East Bali: A taste of paradise that is far from lost

By Craig Tansley
February 25 2017 - 12:15am
Mt Agung, Bali's tallest mountain, casts its  shadow over most of East Bali
Mt Agung, Bali's tallest mountain, casts its shadow over most of East Bali
East Bali is that image you had of Bali – all mountains, rice paddies and forest. Photo: supplied
East Bali is that image you had of Bali – all mountains, rice paddies and forest. Photo: supplied
Silhouette of palm trees on the lake. Photo: iStock
Silhouette of palm trees on the lake.

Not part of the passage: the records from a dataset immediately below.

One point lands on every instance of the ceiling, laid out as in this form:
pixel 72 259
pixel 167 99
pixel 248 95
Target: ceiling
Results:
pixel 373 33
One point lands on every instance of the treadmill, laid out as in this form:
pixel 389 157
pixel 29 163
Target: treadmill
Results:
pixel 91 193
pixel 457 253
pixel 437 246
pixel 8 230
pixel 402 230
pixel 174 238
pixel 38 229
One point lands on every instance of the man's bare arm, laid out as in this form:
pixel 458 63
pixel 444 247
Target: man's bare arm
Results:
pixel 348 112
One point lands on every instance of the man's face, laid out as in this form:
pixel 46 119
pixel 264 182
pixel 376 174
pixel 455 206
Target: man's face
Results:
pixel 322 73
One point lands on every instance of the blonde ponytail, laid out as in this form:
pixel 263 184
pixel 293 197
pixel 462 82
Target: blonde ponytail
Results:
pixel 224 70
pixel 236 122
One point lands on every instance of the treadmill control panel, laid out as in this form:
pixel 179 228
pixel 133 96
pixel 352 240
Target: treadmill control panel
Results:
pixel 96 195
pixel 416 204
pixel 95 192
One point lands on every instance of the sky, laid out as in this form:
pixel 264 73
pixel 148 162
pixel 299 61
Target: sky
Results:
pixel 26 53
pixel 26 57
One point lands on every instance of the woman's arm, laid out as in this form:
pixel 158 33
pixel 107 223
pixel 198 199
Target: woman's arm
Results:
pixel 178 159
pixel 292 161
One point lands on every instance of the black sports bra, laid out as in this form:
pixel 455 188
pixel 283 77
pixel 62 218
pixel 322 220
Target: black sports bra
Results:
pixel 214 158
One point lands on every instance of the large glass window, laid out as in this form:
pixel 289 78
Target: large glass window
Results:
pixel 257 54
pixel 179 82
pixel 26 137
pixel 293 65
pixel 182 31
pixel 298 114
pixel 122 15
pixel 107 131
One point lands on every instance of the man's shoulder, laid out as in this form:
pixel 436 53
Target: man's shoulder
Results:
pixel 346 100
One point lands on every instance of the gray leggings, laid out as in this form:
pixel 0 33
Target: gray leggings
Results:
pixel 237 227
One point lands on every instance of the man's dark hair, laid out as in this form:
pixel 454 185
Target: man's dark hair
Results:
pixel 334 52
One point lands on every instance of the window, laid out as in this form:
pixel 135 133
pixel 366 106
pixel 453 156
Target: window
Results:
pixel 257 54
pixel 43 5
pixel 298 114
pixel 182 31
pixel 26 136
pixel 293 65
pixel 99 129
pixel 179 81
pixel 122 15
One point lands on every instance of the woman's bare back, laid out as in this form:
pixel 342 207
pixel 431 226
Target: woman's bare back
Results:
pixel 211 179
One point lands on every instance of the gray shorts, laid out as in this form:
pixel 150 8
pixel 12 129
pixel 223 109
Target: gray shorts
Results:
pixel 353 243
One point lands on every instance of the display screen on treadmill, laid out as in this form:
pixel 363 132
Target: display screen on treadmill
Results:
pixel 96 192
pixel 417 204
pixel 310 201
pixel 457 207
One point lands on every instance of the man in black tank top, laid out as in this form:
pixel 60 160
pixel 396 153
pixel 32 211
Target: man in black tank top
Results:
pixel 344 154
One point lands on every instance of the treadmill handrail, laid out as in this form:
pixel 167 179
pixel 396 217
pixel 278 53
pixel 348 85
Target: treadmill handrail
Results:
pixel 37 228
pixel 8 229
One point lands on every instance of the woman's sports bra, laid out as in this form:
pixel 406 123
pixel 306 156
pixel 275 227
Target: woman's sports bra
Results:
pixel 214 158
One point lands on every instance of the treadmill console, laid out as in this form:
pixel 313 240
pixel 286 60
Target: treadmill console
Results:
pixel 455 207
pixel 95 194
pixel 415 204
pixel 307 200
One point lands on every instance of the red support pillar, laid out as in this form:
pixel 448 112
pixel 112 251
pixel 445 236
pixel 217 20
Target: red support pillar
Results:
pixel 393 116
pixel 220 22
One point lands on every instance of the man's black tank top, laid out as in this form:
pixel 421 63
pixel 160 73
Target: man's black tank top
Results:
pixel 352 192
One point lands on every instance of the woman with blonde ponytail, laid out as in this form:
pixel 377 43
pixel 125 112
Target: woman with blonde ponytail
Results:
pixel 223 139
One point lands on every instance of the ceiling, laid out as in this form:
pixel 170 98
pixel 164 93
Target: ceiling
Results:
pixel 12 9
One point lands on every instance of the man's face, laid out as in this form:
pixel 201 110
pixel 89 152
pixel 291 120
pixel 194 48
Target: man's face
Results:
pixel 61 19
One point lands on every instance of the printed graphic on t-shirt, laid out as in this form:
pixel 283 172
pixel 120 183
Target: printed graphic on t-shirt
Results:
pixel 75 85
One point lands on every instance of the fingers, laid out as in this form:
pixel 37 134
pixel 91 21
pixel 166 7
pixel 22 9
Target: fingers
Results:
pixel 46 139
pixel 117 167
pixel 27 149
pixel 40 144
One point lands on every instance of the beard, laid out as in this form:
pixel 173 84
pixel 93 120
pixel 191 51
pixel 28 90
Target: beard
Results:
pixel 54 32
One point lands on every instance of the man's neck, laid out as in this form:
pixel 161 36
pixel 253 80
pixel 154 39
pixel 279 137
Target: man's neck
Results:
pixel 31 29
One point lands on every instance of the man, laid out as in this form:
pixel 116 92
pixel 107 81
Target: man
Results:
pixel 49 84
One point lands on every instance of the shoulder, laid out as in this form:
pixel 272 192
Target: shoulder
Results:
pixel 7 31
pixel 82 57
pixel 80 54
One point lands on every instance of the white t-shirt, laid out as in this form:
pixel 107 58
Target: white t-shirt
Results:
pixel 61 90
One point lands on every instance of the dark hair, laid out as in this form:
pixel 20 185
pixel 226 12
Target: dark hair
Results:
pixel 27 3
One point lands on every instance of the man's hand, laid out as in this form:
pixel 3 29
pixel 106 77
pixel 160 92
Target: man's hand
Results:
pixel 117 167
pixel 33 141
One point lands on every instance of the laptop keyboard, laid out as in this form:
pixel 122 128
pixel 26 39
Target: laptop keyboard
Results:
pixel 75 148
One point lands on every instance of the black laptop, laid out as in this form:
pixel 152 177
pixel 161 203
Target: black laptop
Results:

Photo: iStock

Niluh Sriasil looks across her property, through her flame trees of blazing red and frangipanis of fairytale pink; past her fast-ripening mangoes out onto a crescent-shaped bay where the sea glints like a hundred camera flashes exploding at the same moment in the morning sunshine. She apologises quietly: "I'm sorry," she says. "We have no money for a swimming pool." Beneath us – where her front yard pitches into Lombok Strait – there's scarcely room for the three tiny bungalows she's built above a black-sand beach where jukung (traditional fishing boats) fill every spare centimetre of space, but she's embarrassed all the same she can't provide me with the fancy horizon pools that are the standard of every accommodation provider in Seminyak, Canggu or Uluwatu in Bali today. "I don't want a horizon swimming pool," I'd like to tell her. "I want what you have here: a beach with no-one on it."